Carnevale di Venezia

… bevor es hier im Rheinland richtig losgeht:

Beginnend im 12. Jahrhundert hat sich der venezianische Karneval bis 1797 in
Umfang und Lockerung der Sitten und Gebräuche immer mehr gesteigert.
Der spaßbefreite Eroberer der Serenissima Repubblica di San Marco, Napoleon Bonaparte,
bereitete dem Ganzen in Venedig ein vorläufiges Ende. Nach der Angliederung an Österreich und später
an das Königreich Italien, kam der Karneval zwar langsam wieder auf, aber die prunkvolle Blütezeit
mit dem ausgefallenen, großen Umzügen und die Exzesse während der wochenlangen Feierlichkeiten
waren vorbei. Ende der 1970er-Jahre wurde der Karneval im Rahmen der Biennale wiederbelebt und
von der Touristikbranche aufgriffen und als jährlich wiederkehrende Attraktion fest installiert.

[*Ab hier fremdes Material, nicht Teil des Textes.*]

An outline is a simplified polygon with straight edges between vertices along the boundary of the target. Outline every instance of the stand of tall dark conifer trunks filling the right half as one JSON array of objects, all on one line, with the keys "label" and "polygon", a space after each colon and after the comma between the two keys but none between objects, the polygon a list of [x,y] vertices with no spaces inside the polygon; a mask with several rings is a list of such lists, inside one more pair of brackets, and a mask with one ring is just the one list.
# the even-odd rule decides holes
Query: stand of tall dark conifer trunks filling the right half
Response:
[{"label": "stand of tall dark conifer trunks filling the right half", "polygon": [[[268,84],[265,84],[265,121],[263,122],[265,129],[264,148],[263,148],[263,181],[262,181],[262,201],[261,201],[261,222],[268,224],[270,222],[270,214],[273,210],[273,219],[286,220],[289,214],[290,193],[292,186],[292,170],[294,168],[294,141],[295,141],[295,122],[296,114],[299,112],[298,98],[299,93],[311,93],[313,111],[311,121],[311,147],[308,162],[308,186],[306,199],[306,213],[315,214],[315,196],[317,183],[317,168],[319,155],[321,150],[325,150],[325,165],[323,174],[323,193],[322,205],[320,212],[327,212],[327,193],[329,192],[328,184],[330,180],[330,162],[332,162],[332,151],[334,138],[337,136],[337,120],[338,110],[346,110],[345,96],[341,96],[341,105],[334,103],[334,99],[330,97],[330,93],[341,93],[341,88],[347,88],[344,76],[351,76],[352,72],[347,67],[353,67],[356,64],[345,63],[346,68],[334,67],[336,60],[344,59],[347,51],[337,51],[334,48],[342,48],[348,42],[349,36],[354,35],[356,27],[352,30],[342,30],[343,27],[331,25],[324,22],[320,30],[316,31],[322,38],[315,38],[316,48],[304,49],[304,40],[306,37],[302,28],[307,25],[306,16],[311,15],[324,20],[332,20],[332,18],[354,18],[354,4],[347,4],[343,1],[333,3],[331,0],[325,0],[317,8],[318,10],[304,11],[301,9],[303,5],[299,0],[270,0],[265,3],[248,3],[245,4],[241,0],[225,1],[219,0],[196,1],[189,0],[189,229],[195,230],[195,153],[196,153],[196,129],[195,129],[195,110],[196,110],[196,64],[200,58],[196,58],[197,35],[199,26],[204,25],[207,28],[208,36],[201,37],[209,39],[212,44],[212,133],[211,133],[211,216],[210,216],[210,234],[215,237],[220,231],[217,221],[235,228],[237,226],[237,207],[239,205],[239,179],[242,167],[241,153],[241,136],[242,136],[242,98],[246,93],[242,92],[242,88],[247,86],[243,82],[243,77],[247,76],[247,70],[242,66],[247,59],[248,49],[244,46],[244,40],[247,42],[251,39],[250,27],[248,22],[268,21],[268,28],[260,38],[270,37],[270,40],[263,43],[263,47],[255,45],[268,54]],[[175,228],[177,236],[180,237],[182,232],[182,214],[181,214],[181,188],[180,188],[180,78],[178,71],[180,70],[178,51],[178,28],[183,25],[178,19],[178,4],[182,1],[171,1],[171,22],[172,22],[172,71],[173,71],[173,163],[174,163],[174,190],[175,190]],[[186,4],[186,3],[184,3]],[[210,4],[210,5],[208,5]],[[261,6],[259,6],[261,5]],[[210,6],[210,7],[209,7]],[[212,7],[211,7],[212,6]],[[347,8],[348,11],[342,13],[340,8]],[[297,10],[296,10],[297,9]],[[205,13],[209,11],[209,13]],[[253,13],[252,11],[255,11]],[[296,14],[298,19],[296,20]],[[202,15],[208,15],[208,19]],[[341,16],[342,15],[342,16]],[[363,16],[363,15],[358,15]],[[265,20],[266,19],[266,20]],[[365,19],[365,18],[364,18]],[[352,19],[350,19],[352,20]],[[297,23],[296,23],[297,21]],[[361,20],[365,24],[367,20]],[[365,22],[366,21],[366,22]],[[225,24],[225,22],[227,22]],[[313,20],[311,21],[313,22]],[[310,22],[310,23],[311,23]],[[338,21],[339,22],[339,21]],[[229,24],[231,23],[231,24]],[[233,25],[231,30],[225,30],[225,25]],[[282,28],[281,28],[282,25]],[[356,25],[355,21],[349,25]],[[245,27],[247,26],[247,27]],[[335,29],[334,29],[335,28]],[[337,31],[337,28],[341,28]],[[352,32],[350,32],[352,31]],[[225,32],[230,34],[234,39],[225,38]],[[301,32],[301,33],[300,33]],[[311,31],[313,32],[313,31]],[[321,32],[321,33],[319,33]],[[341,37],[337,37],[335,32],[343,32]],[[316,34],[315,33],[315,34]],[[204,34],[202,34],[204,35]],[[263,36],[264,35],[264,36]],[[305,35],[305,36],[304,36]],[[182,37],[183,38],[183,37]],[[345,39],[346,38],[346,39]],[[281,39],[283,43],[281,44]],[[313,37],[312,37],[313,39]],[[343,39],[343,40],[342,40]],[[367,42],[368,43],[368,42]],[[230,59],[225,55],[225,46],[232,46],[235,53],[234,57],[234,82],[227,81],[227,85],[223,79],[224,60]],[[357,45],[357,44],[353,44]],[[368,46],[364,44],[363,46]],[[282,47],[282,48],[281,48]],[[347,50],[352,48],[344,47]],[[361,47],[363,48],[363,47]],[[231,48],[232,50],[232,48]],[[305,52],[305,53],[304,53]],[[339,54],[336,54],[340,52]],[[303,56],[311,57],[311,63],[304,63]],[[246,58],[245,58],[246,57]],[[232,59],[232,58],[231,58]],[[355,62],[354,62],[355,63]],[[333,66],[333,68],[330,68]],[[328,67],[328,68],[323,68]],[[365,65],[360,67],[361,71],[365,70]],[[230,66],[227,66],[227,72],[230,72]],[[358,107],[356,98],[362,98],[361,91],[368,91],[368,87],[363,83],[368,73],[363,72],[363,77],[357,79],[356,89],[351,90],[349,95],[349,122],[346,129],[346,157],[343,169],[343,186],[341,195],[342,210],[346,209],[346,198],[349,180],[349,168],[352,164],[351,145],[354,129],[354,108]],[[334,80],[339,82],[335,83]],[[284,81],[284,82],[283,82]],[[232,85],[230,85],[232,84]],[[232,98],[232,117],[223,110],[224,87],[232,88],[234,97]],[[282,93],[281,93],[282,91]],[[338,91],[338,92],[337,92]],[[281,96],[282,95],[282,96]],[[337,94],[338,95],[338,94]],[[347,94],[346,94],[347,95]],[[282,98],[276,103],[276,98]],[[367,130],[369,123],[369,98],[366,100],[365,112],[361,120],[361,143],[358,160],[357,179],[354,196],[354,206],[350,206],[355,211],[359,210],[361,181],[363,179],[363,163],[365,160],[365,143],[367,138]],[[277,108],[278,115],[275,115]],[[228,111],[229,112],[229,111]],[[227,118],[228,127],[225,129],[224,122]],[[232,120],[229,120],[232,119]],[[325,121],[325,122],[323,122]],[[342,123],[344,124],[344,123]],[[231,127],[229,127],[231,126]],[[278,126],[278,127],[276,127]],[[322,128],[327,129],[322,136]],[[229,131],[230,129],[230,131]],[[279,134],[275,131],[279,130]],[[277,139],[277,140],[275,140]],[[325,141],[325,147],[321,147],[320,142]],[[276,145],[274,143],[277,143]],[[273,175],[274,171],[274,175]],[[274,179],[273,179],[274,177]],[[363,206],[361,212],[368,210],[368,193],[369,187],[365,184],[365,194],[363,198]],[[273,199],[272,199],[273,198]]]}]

Der Karneval ist nur bedingt mit dem deutschen, inbesondere mit dem rheinischen Straßenkarneval,
Karneval vergleichbar. Gruppen und Einzelpersonen, mit historischen entlehnten Kostümen sind rund
um die Piazza San Marco (Markusplatz) insbesondere zu den sehr frühen Morgenstunden oder im
Rahmen der organisierten Umzüge zu finden. Wir haben das Wochenende, wo teilweise sogar die
Fußgänger in Einbahn-Richtung belenkt werden müssen, gemieden und die Woche vor Rosenmontag
genutzt um uns dieses Schauspiel anzusehen.